The known history of this automobile begins with the well-known enthusiast and collector Bernard Pollard. While it is unknown when he first acquired the Locomobile, a title in his name on file shows an issue date of November 1978. With hundreds of cars in his collection, Pollard conceived a creative solution for storing his countless automobiles. Telephone poles were driven into the ground and topped with railroad rail. The cars were then hung nose up and secured with wire rope like a sort of automotive meat locker. Surely this must have been a sight to behold in its day.
In the late 1980s, the car was purchased from Pollard and moved into the Kamphausen collection where it has remained since. Under the current ownership, the Locomobile received a new paint job and upholstery while the exposed aluminum coachwork was retained from the previous scheme. Mechanically, all four corners feature hydraulic drum brakes, and the system received a re-sleeved master cylinder within the past couple of months.
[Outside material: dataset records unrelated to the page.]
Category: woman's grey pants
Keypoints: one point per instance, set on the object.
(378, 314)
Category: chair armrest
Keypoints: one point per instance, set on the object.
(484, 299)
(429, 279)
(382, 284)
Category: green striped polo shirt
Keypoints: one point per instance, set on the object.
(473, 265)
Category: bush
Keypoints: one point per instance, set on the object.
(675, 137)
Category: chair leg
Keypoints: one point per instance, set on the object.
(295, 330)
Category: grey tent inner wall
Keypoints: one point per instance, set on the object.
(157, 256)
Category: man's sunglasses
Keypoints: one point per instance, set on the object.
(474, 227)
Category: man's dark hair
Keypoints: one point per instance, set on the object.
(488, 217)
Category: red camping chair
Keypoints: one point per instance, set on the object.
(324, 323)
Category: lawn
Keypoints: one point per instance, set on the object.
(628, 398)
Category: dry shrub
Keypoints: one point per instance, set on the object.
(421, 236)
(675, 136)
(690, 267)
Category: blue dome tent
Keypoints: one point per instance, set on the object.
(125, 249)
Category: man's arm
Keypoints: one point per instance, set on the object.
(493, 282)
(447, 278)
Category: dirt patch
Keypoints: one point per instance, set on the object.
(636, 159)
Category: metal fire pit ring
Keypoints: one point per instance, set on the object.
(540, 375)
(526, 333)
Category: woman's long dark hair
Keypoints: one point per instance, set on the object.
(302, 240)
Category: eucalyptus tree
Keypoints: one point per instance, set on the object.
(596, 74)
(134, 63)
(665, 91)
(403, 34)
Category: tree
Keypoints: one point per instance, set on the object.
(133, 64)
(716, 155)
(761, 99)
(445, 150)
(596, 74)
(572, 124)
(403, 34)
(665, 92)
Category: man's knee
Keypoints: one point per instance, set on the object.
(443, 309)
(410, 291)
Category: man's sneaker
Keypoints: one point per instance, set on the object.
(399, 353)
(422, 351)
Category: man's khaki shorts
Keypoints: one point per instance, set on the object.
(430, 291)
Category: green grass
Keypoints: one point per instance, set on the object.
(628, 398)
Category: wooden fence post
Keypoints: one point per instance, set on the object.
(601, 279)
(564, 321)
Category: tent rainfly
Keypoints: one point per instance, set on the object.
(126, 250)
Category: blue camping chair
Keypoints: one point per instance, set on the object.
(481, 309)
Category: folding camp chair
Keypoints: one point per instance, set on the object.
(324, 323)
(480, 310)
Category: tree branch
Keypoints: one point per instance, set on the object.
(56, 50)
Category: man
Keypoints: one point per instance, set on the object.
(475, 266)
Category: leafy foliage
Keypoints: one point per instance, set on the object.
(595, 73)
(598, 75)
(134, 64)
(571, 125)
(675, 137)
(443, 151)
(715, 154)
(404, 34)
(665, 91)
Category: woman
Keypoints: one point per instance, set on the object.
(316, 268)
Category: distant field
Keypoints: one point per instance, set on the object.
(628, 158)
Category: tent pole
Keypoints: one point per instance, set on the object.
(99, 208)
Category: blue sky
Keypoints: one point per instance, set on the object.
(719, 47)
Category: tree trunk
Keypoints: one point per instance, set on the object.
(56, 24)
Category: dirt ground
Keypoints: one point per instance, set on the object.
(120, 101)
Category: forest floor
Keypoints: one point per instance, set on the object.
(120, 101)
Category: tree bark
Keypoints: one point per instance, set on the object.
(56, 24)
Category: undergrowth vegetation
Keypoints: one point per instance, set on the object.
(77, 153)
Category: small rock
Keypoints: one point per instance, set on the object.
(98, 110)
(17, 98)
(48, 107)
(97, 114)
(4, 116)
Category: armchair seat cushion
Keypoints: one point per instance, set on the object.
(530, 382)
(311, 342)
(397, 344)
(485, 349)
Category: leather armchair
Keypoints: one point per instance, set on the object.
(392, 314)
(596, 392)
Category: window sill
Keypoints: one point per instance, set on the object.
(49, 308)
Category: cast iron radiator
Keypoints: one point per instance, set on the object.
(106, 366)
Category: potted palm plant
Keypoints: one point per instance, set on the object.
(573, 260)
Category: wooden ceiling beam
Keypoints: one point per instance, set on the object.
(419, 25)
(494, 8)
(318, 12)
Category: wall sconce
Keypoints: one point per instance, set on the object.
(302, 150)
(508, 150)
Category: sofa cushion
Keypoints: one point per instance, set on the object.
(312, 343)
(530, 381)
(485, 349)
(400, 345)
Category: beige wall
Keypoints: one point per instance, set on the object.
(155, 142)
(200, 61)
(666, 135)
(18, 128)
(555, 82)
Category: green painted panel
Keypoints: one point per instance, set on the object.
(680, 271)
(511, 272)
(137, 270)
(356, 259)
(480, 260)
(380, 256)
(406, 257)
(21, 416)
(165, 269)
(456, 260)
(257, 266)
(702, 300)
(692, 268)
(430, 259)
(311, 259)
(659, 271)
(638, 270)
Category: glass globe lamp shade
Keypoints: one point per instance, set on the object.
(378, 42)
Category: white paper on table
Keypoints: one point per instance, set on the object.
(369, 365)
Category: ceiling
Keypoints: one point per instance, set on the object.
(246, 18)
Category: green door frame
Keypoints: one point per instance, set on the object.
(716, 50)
Additional work completed at the time included updating some of the car’s wiring, re-adjusting the clutch, and replacing the lining for the transbrake.
While the Locomobile received limited use in recent years, the Model 48 has partaken in a number of tours under current ownership and at RM Auction’s 25th-anniversary event in Ontario, Canada, Formula One champion and Locomobile enthusiast Phil Hill took the opportunity to get behind the wheel of this wonderful machine.
One of the finest American automobiles of the period, this Locomobile Model 48 features a powerful engine, desirable coachwork, and unique provenance, making it perfect for tours and the show field alike.